How to waste computer memory?

Fri Mar 18 14:22:59 EDT 2016

Steven D'Aprano writes:

> And I don't understand this meme that indexing strings is not
> important.  Have people never (say) taken a slice of a string, or a
> look-ahead, or something similar?
>
> i = mystring.find(":")
> next_char = mystring[i+1]

The point is that O(1) indexing and slicing *can be done* in UTF-8! Once
you've found the byte index of that ':', the next index can be computed
locally.

Here's a UTF-8 string in Julia, with some 2-byte characters. Indexing is
by byte (1-based).

julia> s = "Heinäpaalin kierittäminen turvaköyttä pitkin on ältsin vaikeeta.";

The index of the 'ö' is found in O(n) time, same as you find the ":" in
Python:

julia> search(s, 'ö')
35

There are methods for finding the next valid index, in O(1) time:

julia> nextind(s, 35)
37

julia> next(s, 35)
('ö',37)

The character at a known index is found in O(1) time:

julia> s[37]
'y'

The index of the previous character is found in O(1) time:

julia> prevind(s, 35)
34

The index of the first space after the 'ö' is again found in O(n) time,
just like it would be in Python:

julia> search(s, ' ', 35)
42

The index of the character preceding that space is found in O(1) time;
this one is a two-byte character, so it's not the byte at 41 but at 40:

julia> prevind(s, 42)
40

And slicing involves no search:

julia> s[34:40]
"köyttä"

> # Strip the first and last chars from a string 
> mystring[1:-1]

julia> s[nextind(s, start(s)):prevind(s, endof(s))]
"einäpaalin kierittäminen turvaköyttä pitkin on ältsin vaikeeta"

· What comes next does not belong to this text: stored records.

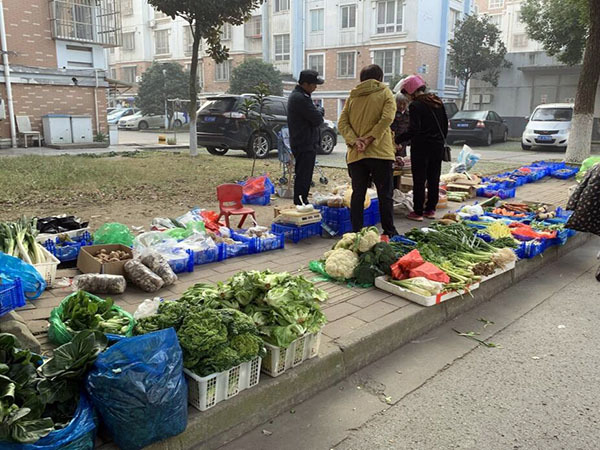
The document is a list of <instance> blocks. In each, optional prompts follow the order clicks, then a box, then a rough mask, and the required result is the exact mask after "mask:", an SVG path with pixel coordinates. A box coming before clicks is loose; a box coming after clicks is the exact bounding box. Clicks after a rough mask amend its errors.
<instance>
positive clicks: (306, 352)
mask: <svg viewBox="0 0 600 450" xmlns="http://www.w3.org/2000/svg"><path fill="white" fill-rule="evenodd" d="M320 344H321V331H319V332H318V333H312V334H305V335H304V336H301V337H299V338H298V339H296V340H295V341H294V342H292V343H291V344H290V345H289V347H288V348H281V347H276V346H274V345H270V344H267V343H265V347H266V349H267V354H266V356H265V357H264V359H263V367H262V370H263V372H265V373H266V374H267V375H270V376H272V377H277V376H279V375H281V374H282V373H284V372H285V371H286V370H289V369H291V368H292V367H296V366H297V365H299V364H301V363H302V362H304V361H306V360H307V359H310V358H314V357H315V356H317V355H318V354H319V345H320Z"/></svg>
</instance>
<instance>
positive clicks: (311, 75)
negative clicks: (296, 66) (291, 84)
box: [298, 70, 325, 84]
mask: <svg viewBox="0 0 600 450" xmlns="http://www.w3.org/2000/svg"><path fill="white" fill-rule="evenodd" d="M302 83H309V84H323V83H325V80H323V78H321V77H320V76H319V72H317V71H316V70H303V71H302V72H300V77H299V78H298V84H302Z"/></svg>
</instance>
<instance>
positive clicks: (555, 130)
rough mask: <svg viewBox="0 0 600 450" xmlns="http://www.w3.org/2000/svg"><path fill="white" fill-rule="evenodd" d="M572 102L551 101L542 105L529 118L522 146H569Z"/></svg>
mask: <svg viewBox="0 0 600 450" xmlns="http://www.w3.org/2000/svg"><path fill="white" fill-rule="evenodd" d="M572 119H573V104H572V103H550V104H547V105H540V106H538V107H537V108H535V110H534V111H533V114H532V115H531V117H529V118H528V120H529V121H528V122H527V126H526V127H525V131H523V136H522V138H521V148H522V149H523V150H530V149H531V147H533V146H540V147H560V148H564V149H566V148H567V144H568V143H569V132H570V131H571V120H572Z"/></svg>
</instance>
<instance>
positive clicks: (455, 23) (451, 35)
mask: <svg viewBox="0 0 600 450" xmlns="http://www.w3.org/2000/svg"><path fill="white" fill-rule="evenodd" d="M459 20H460V12H459V11H457V10H455V9H451V10H450V12H449V14H448V36H449V37H450V39H452V38H453V37H454V31H456V25H457V24H458V21H459Z"/></svg>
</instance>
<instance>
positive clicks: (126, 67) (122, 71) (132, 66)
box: [121, 66, 137, 83]
mask: <svg viewBox="0 0 600 450" xmlns="http://www.w3.org/2000/svg"><path fill="white" fill-rule="evenodd" d="M121 78H122V79H123V81H125V82H127V83H135V82H136V78H137V67H135V66H131V67H121Z"/></svg>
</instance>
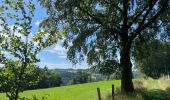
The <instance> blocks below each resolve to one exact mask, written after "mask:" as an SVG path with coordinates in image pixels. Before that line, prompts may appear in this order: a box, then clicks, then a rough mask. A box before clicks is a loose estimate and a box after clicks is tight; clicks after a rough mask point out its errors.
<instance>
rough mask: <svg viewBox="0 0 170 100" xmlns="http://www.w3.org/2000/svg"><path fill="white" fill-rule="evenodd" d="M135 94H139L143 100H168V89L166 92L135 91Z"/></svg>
mask: <svg viewBox="0 0 170 100" xmlns="http://www.w3.org/2000/svg"><path fill="white" fill-rule="evenodd" d="M136 92H137V93H138V94H141V95H142V97H143V99H144V100H170V87H168V88H166V90H161V89H152V90H147V89H144V88H143V89H137V90H136Z"/></svg>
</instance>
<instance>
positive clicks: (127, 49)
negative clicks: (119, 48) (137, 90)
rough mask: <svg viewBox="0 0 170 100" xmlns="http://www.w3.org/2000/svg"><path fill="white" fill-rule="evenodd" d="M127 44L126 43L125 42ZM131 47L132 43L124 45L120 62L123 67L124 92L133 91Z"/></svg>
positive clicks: (122, 77)
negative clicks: (130, 52) (130, 50)
mask: <svg viewBox="0 0 170 100" xmlns="http://www.w3.org/2000/svg"><path fill="white" fill-rule="evenodd" d="M125 44H126V43H125ZM130 48H131V45H123V47H122V50H121V52H120V57H121V58H120V64H121V69H122V78H121V91H122V92H133V91H134V87H133V82H132V63H131V60H130Z"/></svg>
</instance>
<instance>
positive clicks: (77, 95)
mask: <svg viewBox="0 0 170 100" xmlns="http://www.w3.org/2000/svg"><path fill="white" fill-rule="evenodd" d="M112 84H114V85H115V86H116V87H118V86H120V81H119V80H115V81H102V82H94V83H86V84H78V85H71V86H62V87H55V88H48V89H39V90H29V91H24V92H23V93H21V94H20V97H27V98H32V95H36V97H38V98H39V99H40V98H42V97H47V100H97V92H96V88H97V87H100V89H101V94H102V95H106V94H109V93H111V86H112ZM0 100H8V99H7V98H6V97H5V94H0Z"/></svg>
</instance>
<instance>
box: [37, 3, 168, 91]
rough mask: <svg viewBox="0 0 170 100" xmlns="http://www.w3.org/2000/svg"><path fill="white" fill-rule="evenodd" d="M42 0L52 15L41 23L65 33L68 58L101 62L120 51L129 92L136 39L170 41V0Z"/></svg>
mask: <svg viewBox="0 0 170 100" xmlns="http://www.w3.org/2000/svg"><path fill="white" fill-rule="evenodd" d="M39 1H40V2H41V5H42V6H43V7H45V8H46V9H47V12H48V15H49V17H48V18H47V19H46V20H44V21H43V22H42V24H41V25H40V26H41V27H43V28H47V29H49V32H52V34H55V33H56V34H58V32H60V33H62V34H64V36H65V41H64V46H65V47H66V48H67V49H68V53H67V58H68V59H69V60H70V61H72V62H73V63H74V64H75V63H79V62H81V61H82V60H84V57H86V56H87V63H88V64H89V65H91V66H101V65H104V64H103V63H104V62H105V61H107V60H115V59H116V58H117V52H120V67H121V72H122V90H123V91H125V92H129V91H133V83H132V64H131V58H132V55H131V53H132V51H134V49H135V48H133V47H134V46H135V45H136V41H140V42H141V43H143V42H144V41H146V42H147V41H149V40H150V39H153V38H155V37H156V36H157V35H158V34H159V36H161V37H162V38H161V39H164V40H165V41H169V27H170V26H169V18H170V16H169V13H170V12H169V11H170V10H169V8H170V5H169V4H170V3H169V0H97V1H96V0H86V1H83V0H39ZM43 23H44V24H43ZM54 29H55V30H57V31H56V32H55V30H54ZM58 30H60V31H58Z"/></svg>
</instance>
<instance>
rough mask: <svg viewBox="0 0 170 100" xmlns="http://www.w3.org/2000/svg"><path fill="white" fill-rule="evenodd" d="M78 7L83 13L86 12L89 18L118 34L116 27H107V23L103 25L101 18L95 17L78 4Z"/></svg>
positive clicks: (112, 31) (103, 26)
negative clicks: (94, 20) (89, 17)
mask: <svg viewBox="0 0 170 100" xmlns="http://www.w3.org/2000/svg"><path fill="white" fill-rule="evenodd" d="M78 8H79V9H80V10H81V11H83V12H84V13H86V14H87V15H88V16H89V17H90V18H91V19H93V20H95V21H96V22H97V23H98V24H100V25H102V26H103V27H104V28H105V29H109V30H111V31H112V32H115V33H117V34H120V31H118V30H117V29H114V28H109V26H108V25H105V24H104V23H103V22H102V21H101V19H99V18H97V17H95V15H93V14H92V13H89V12H88V11H87V10H84V9H82V8H81V7H79V6H78Z"/></svg>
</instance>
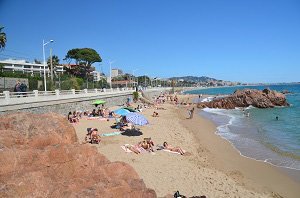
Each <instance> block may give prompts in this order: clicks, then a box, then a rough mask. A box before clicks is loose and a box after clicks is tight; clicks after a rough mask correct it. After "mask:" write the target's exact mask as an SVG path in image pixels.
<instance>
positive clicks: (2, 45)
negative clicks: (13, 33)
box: [0, 27, 7, 50]
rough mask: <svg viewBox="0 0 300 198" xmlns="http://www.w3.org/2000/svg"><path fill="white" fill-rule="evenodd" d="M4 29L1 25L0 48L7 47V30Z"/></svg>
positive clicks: (0, 27)
mask: <svg viewBox="0 0 300 198" xmlns="http://www.w3.org/2000/svg"><path fill="white" fill-rule="evenodd" d="M3 29H4V27H0V50H1V49H3V48H5V44H6V41H7V40H6V34H5V32H2V30H3Z"/></svg>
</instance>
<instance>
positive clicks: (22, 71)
mask: <svg viewBox="0 0 300 198" xmlns="http://www.w3.org/2000/svg"><path fill="white" fill-rule="evenodd" d="M0 64H3V65H4V67H3V70H4V71H13V72H15V71H19V72H20V71H21V72H23V73H31V74H33V73H39V74H40V75H43V74H44V65H43V64H36V63H29V62H27V61H25V60H13V59H7V60H0ZM45 71H46V74H48V75H49V74H50V70H49V68H48V65H46V67H45ZM55 72H57V73H63V72H64V70H63V66H56V67H55Z"/></svg>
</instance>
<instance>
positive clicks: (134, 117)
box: [126, 112, 149, 126]
mask: <svg viewBox="0 0 300 198" xmlns="http://www.w3.org/2000/svg"><path fill="white" fill-rule="evenodd" d="M126 120H127V121H128V122H131V123H132V124H134V125H140V126H144V125H146V124H149V122H148V120H147V119H146V118H145V116H143V115H142V114H139V113H132V112H130V113H128V114H127V115H126Z"/></svg>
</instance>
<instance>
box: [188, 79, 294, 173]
mask: <svg viewBox="0 0 300 198" xmlns="http://www.w3.org/2000/svg"><path fill="white" fill-rule="evenodd" d="M245 88H247V89H249V88H250V89H259V90H263V89H265V88H270V89H271V90H276V91H283V90H287V91H289V92H290V93H289V94H287V95H286V98H287V101H288V103H289V104H290V106H289V107H275V108H269V109H259V108H255V107H248V108H247V109H246V110H244V111H243V110H242V109H233V110H224V109H209V108H205V109H204V110H203V111H201V112H200V114H201V115H202V116H204V117H206V118H208V119H210V120H212V121H213V122H214V123H215V124H216V126H217V131H216V133H217V134H218V135H220V136H221V137H223V138H225V139H226V140H228V141H229V142H230V143H231V144H232V145H233V146H234V147H235V148H236V149H237V150H238V151H239V152H240V154H241V155H242V156H245V157H248V158H252V159H255V160H259V161H263V162H266V163H270V164H272V165H274V166H278V167H283V168H288V169H295V170H300V84H288V85H267V86H237V87H221V88H207V89H199V90H192V91H187V92H186V93H188V94H199V95H200V94H208V95H228V94H232V93H233V92H234V91H235V90H237V89H245ZM210 99H211V98H204V99H202V100H210ZM245 111H246V112H247V113H248V112H249V116H246V114H247V113H245ZM276 117H278V120H277V119H276Z"/></svg>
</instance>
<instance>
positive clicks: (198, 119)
mask: <svg viewBox="0 0 300 198" xmlns="http://www.w3.org/2000/svg"><path fill="white" fill-rule="evenodd" d="M164 107H165V108H166V109H167V110H158V112H159V116H160V117H159V118H154V117H152V116H151V115H152V113H153V111H154V109H147V110H146V111H145V112H143V114H144V115H145V116H146V117H147V118H148V119H149V122H150V125H148V126H143V127H140V129H141V131H142V132H143V135H142V136H138V137H127V136H122V135H119V136H112V137H103V138H102V142H101V144H100V145H96V146H97V148H98V149H99V151H100V152H101V153H103V154H104V155H105V156H107V157H108V159H109V160H111V161H124V162H127V163H129V164H130V165H131V166H133V167H134V169H135V170H136V171H137V172H138V174H139V175H140V177H141V178H142V179H143V180H144V182H145V183H146V185H147V187H149V188H153V189H154V190H155V191H156V193H157V195H158V196H159V197H161V196H165V195H167V194H173V193H174V192H175V191H176V190H179V191H180V193H182V194H184V195H187V196H192V195H206V196H208V197H273V196H275V197H277V196H278V193H279V194H280V195H282V196H283V195H284V197H296V195H297V194H298V195H299V194H300V190H299V189H300V188H297V187H298V185H299V184H297V183H295V182H293V181H292V180H290V179H289V178H288V177H286V176H285V175H283V174H281V173H280V172H279V171H278V170H275V169H274V168H273V167H270V166H268V165H266V164H264V163H258V162H256V161H253V160H249V159H246V158H243V157H241V156H239V154H238V152H236V151H235V150H234V149H233V147H232V146H231V145H230V144H229V143H228V142H227V141H225V140H223V139H221V138H220V137H218V136H217V135H215V134H214V131H215V127H214V125H213V124H212V123H211V122H209V121H207V120H205V119H203V118H201V117H198V116H196V115H195V117H194V119H193V120H188V119H186V116H187V113H186V107H176V106H174V105H171V104H165V105H164ZM113 122H114V121H113V120H110V121H98V120H81V121H80V123H79V124H78V125H75V129H76V131H77V134H78V137H79V140H81V141H83V139H84V135H85V133H86V128H87V127H97V128H98V129H99V131H100V132H103V133H107V132H113V131H116V130H115V129H111V128H110V126H111V125H112V124H113ZM199 134H200V135H199ZM144 137H151V138H152V139H153V141H154V143H155V144H162V143H163V142H164V141H167V142H168V143H169V144H171V145H174V146H180V147H182V148H183V149H185V150H187V151H188V152H189V153H191V154H190V155H188V156H181V155H177V154H172V153H168V152H165V151H156V152H155V153H154V154H153V153H143V154H139V155H137V154H133V153H125V152H124V151H123V150H122V149H121V148H120V146H121V145H123V144H126V143H128V144H136V143H137V142H138V141H141V140H143V138H144ZM254 173H255V174H254ZM272 192H275V193H272Z"/></svg>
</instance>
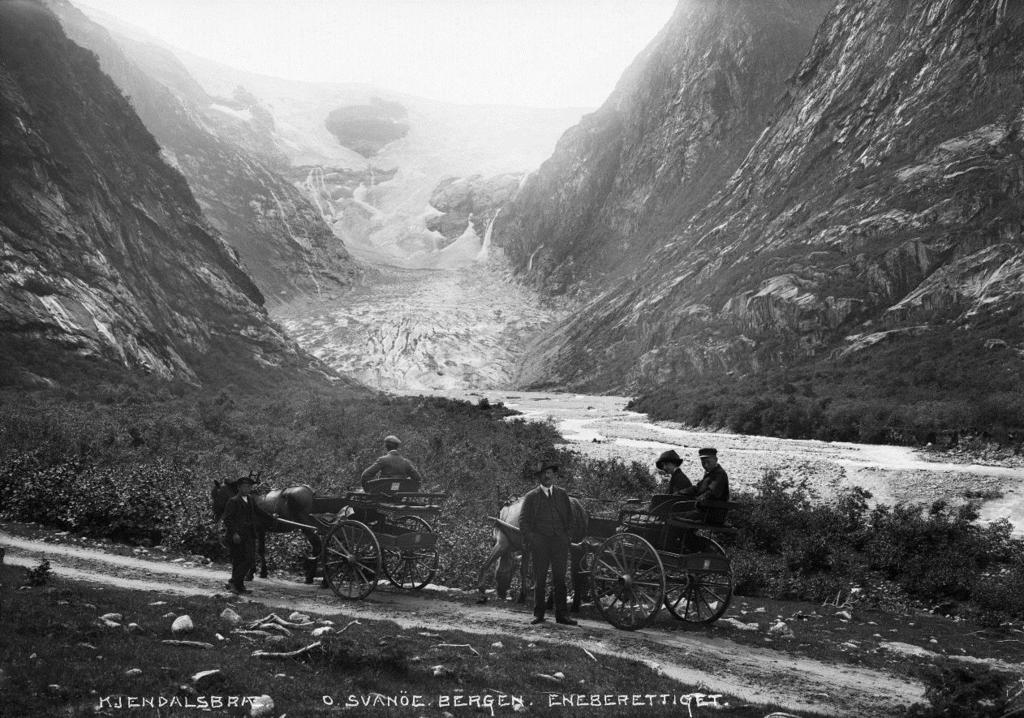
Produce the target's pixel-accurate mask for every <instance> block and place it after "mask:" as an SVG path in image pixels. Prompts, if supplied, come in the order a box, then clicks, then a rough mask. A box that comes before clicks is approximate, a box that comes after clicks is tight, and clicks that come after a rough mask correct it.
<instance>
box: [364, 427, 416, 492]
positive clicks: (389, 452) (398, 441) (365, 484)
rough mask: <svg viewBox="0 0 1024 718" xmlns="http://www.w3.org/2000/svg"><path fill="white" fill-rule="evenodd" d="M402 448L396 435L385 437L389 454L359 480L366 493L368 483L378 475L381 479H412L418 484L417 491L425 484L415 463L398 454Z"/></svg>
mask: <svg viewBox="0 0 1024 718" xmlns="http://www.w3.org/2000/svg"><path fill="white" fill-rule="evenodd" d="M400 446H401V441H399V440H398V437H397V436H395V435H394V434H389V435H387V436H385V437H384V449H385V451H387V454H385V455H384V456H382V457H379V458H378V459H377V461H375V462H374V463H373V465H372V466H370V467H369V468H368V469H367V470H366V471H364V472H362V475H361V476H360V477H359V479H360V482H361V483H362V490H364V491H367V481H369V480H371V479H373V478H375V477H376V476H377V475H378V474H380V478H392V479H402V478H412V479H414V480H415V481H416V482H417V484H418V488H417V489H416V491H419V487H420V485H422V484H423V476H422V475H420V471H419V469H417V468H416V466H415V465H414V464H413V462H411V461H410V460H409V459H407V458H406V457H403V456H402V455H401V454H399V453H398V447H400Z"/></svg>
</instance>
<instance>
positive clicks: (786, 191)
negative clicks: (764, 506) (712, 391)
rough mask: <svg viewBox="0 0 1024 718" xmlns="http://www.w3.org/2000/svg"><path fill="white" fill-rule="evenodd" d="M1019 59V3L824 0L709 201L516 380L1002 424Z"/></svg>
mask: <svg viewBox="0 0 1024 718" xmlns="http://www.w3.org/2000/svg"><path fill="white" fill-rule="evenodd" d="M1022 61H1024V8H1021V7H1019V6H1017V5H1014V4H1008V3H1005V2H999V1H997V0H972V1H970V2H953V1H952V0H943V1H941V2H925V1H923V0H919V1H914V2H902V3H891V2H882V1H881V0H879V1H876V0H844V1H843V2H840V3H839V4H838V5H837V6H836V8H835V9H834V10H833V11H831V12H830V13H829V14H828V15H827V17H826V18H825V20H824V22H823V24H822V26H821V28H820V30H819V31H818V34H817V37H816V39H815V41H814V45H813V47H812V48H811V50H810V52H809V53H808V55H807V57H806V59H805V60H804V61H803V64H802V65H801V66H800V67H799V69H797V72H796V75H795V77H794V79H793V86H792V89H791V91H790V97H788V100H787V104H786V107H785V108H784V111H783V112H782V113H781V114H780V115H779V117H778V118H777V119H776V120H775V121H774V122H773V123H772V124H771V126H770V127H769V128H768V129H767V130H766V131H765V132H764V134H763V135H762V136H761V137H760V138H759V139H758V141H757V142H756V144H755V145H754V147H753V149H752V150H751V152H750V154H749V155H748V157H746V158H745V160H744V161H743V162H742V164H741V165H740V167H739V168H738V169H737V170H736V172H735V173H734V175H733V176H732V177H731V178H730V180H729V181H728V182H727V183H726V185H725V186H724V187H723V188H722V192H721V193H720V194H719V195H718V197H717V198H716V200H715V201H714V202H713V203H712V204H711V205H709V207H708V208H707V209H706V210H705V211H702V212H700V213H699V214H698V215H696V216H695V217H694V219H693V220H692V221H691V222H689V223H688V224H686V225H685V226H684V227H682V228H681V229H680V230H678V231H675V233H672V234H668V235H666V237H665V243H664V245H663V246H660V247H658V248H657V250H656V251H655V252H653V253H652V254H651V255H650V257H649V259H648V261H647V262H646V263H645V265H644V266H643V267H642V268H641V269H640V270H638V271H637V272H636V274H635V276H634V277H633V278H630V279H629V280H627V281H624V282H620V283H616V284H613V285H611V286H610V287H609V288H608V290H607V291H606V292H604V293H603V294H602V295H601V296H600V297H598V298H597V299H596V300H595V301H594V302H593V303H592V304H591V305H590V306H589V307H588V308H587V309H586V310H585V311H583V312H580V313H579V314H577V315H575V316H574V318H573V319H572V320H571V321H570V322H569V323H567V325H566V326H564V327H561V328H559V330H558V333H557V334H556V335H552V337H551V338H550V339H549V340H548V341H547V343H546V346H545V347H544V351H543V353H542V355H541V356H540V358H539V361H538V364H537V365H536V367H534V370H535V373H534V374H532V375H531V378H532V381H534V382H535V383H543V384H554V385H561V386H570V387H573V388H582V387H588V388H591V389H602V390H620V391H622V390H631V391H640V392H651V390H652V389H655V388H656V389H657V391H658V392H659V393H662V395H663V398H662V404H663V405H665V404H671V403H672V402H671V400H666V398H665V396H666V395H668V396H682V397H683V399H682V404H684V405H689V408H692V406H693V403H694V402H695V400H697V398H698V397H699V396H700V395H701V394H703V395H707V392H706V391H705V388H706V387H705V386H697V383H698V382H708V386H716V385H721V384H722V383H726V384H732V385H734V384H735V383H736V380H737V378H741V377H746V379H744V380H743V381H746V387H748V388H749V389H750V390H752V391H755V392H756V391H759V390H766V389H767V388H768V387H766V386H765V384H764V381H763V379H768V378H771V375H776V376H778V375H781V377H780V380H779V384H780V385H785V384H788V385H790V388H788V389H787V391H788V393H790V394H791V395H793V394H794V388H793V387H794V386H796V387H797V389H799V391H800V392H802V393H805V394H807V395H808V396H809V397H812V398H813V397H815V396H820V397H823V398H825V399H827V398H830V397H843V398H851V397H864V398H866V399H868V402H874V403H884V404H888V405H890V406H891V405H892V402H893V399H897V400H909V402H911V403H913V402H918V403H923V402H926V400H931V399H935V400H946V399H970V400H973V402H978V400H979V398H983V397H984V398H987V399H988V400H992V399H994V400H995V403H996V404H1002V398H1004V394H1005V395H1006V396H1007V397H1010V398H1013V397H1015V396H1016V397H1017V398H1015V399H1013V400H1014V404H1013V406H1012V407H1009V408H1007V409H1008V411H1009V412H1010V413H1011V414H1015V415H1016V417H1017V419H1016V421H1017V422H1018V423H1019V422H1020V416H1021V414H1020V412H1019V411H1018V410H1020V409H1022V408H1021V407H1020V399H1019V397H1020V391H1021V388H1022V383H1021V377H1022V374H1024V368H1022V358H1021V356H1022V352H1024V336H1022V331H1021V321H1022V309H1024V306H1022V297H1024V252H1022V249H1024V243H1022V238H1021V230H1022V212H1021V208H1022V189H1024V174H1022V173H1021V154H1022V151H1024V140H1022V138H1021V129H1022V123H1024V79H1022V76H1021V74H1020V72H1019V69H1020V67H1021V64H1022ZM935 351H938V352H939V354H938V355H935V354H934V353H933V352H935ZM786 375H788V376H786ZM725 377H728V380H727V381H725V382H723V381H722V380H723V379H724V378H725ZM865 378H866V379H870V380H873V379H881V378H886V380H885V381H883V382H882V383H880V384H876V385H866V386H865V385H864V384H863V383H862V381H863V380H864V379H865ZM795 380H796V381H795ZM801 384H802V386H801ZM687 387H691V388H693V387H695V388H697V389H698V391H696V392H688V388H687ZM759 387H760V388H759ZM651 404H652V403H651ZM645 406H651V405H650V404H648V405H645ZM820 408H823V409H824V410H826V414H827V410H828V407H827V406H825V407H820ZM876 408H878V407H876ZM762 409H763V408H762ZM862 409H863V408H862ZM927 411H930V412H932V413H934V414H936V415H937V416H936V417H935V421H934V422H932V423H937V424H939V425H941V424H942V423H943V422H945V421H947V419H946V418H943V417H948V419H950V420H955V421H959V418H957V417H959V416H961V415H962V414H963V412H961V411H959V409H957V408H956V407H952V406H948V405H947V406H942V407H938V408H932V409H930V410H927ZM861 414H863V412H861ZM882 419H883V422H886V421H889V420H890V419H892V417H882ZM975 419H977V420H978V421H981V422H984V421H985V419H984V417H983V416H976V417H975ZM894 421H895V420H894ZM971 421H974V419H972V420H971ZM812 423H813V422H812ZM896 423H898V421H897V422H896ZM976 428H977V427H976Z"/></svg>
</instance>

That's a bit wordy but there's no O(n) search involved.

(I may not know the simplest way to do this in Julia. Or the above may
be the simplest way out of the box. Not sure. And not too worried.)

> But I think that for a programming language which may be dealing with
> strings of multiple tens of megabytes in size, I'm skeptical that
> UTF-8 doesn't cause a performance hit for at least some operations.

Possibly. I've never had an unstructured string of such size. Who works
with such?

I am processing hundreds of such text files right now. Thousands. Why
would anyone know the millionth character in any of them? It's just not
meaningful. The meaningful questions involve positions that are already
somehow identified.

>>> It's not the only drawback, either. If you want to know anything
>>> about the characters in the string that you're looking at, you need
>>> to know their codepoints.
>> 
>> Nonsense. That depends on what you want to know about it. You can
>> extract a single character from a string, as a string, without
>> knowing anything about it except what range the first byte is in. You
>> can use this string directly as an index to a hash table containing
>> information such as unicode properties, names, etc.
>
> I don't understand your comment. If I give you the index of the
> character, how do you know where its first byte is? With UTF-8,
> character i can be anywhere between byte i and 4*i.

If you give me the byte index, then the character is at that index.